Muss has gone through so much, not only the trauma of his health incident but a full career as a snowboarder. And, yes, he did make it to the Olympics – just like he told his mum he would!
He took part in the 2018 Winter Olympics in South Korea for Team USA in parallel giant slalom and, although he isn’t officially retired from that sport yet, you get the feeling it’s not far away.
“I’ve had a lot of injuries and a lot of surgeries,” he reflects. “I’ve been under the knife a ton and my body isn’t holding up as well as I’d like. It’s just the name of the game.
“I’ve broken my back five times, I’ve had six or seven procedures that have taken a toll. I can snowboard for three days of training and racing but then I have to take two days off because I can barely walk. I even struggle to get out of bed.
“Racing is a lot easier on my body, and with age comes a cage! I wanted a new chapter in my life. I achieved my goals in snowboarding, although I didn’t win a medal at the Olympics and I never won an overall title in the World Cup.
“But I had plenty of success up there, won a lot of races and I’m grateful. I’m enjoying being a student again. Last year was my freshman year [in car racing] and now I’m a sophomore and learning so much. I enjoy not being the best at something but fighting for it, to get there one day.”
After starting out by having fun in drifting – he’s also a licensed skydiver with over 500 jumps under his belt as well as 250 wing suit flights – AJ began racing properly in 2021 with the Copeland Motorsports Hyundai TCR squad. This year, Muss has moved up to the factory team and he’s determined to make his name.
“Racing has become quite a passion for me and my career now,” he says. “I’m nowhere near the peak: I’m still gaining tenths not thousandths. I’m well aware of the margins and where I need to be. But I’m also aware that I’m competitive against people who grew up in go-karts. I’ve been in a racecar for just two years.
“I think I’m good at accepting that I don’t know everything, I’m willing to learn, and I reckon even Max Verstappen learns small things every day! The smartest man in the room is the quietest man because he’s listening. I’m coachable, and even if I don’t agree with an idea, I’ll at least try it.
“I’ve competed at the highest levels in another sport, and 80 percent of this is mental. We all have the skills to drive, but it’s how you achieve those goals mentally, that’s the key.”
Muss also says he’s noticed a big step change in racing for Herta’s squad, which is working in his favor.
“Coming to the factory program I’ve gained so much knowledge, there’s so much support – the engineering and support from the guys at BHA,” he says. “Bryan is phenomenal. He’s not just a team owner, he’s a friend and a mentor. He wants the best for us. He says, ‘You might not always be with us, but you’ll leave here better than you arrived.' I just wanna be here forever!
“I love sportscars. The other cars are your enemies but your teammates are your best friends. It’s not like open wheel, where your teammate is your frenemy!
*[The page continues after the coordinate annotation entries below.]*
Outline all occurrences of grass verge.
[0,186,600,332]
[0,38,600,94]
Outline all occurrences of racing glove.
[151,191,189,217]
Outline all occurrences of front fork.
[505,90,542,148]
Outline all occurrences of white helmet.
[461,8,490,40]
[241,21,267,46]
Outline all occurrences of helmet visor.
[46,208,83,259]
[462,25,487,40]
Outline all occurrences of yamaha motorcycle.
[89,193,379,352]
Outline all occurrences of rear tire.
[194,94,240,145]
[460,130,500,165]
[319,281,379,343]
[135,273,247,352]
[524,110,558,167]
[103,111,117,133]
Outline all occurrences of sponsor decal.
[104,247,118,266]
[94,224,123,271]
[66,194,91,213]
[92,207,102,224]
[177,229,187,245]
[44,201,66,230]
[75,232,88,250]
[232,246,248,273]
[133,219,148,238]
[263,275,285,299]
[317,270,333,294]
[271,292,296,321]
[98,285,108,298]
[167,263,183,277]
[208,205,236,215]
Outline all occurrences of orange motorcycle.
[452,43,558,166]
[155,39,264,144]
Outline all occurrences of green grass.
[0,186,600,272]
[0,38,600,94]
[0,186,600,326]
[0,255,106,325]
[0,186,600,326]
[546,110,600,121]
“My goal is to become a fulltime factory driver one day. If it’s with Hyundai, that would be awesome. I want to drive Spa-Francorchamps. I want to drive Le Mans, Daytona and, I think… [he hesitates slightly for the first time in our interview] maybe the Nordschleife but I don’t know how well that would go with my short-term memory! It’s such a long track…
“I want to be that IMSA driver who gets called up to race overseas. I lived in Europe for four years and I love it there. But I just want to race cars. Race cars and have fun.”
His story is as remarkable as I’ve heard first-hand – up there with Mika Hakkinen on his near-fatal Adelaide crash and Ari Vatanen on his Rally Argentina shunt. Like them, he’s clearly a single-minded fighter and, at just 27, who knows where his second sporting career might lead?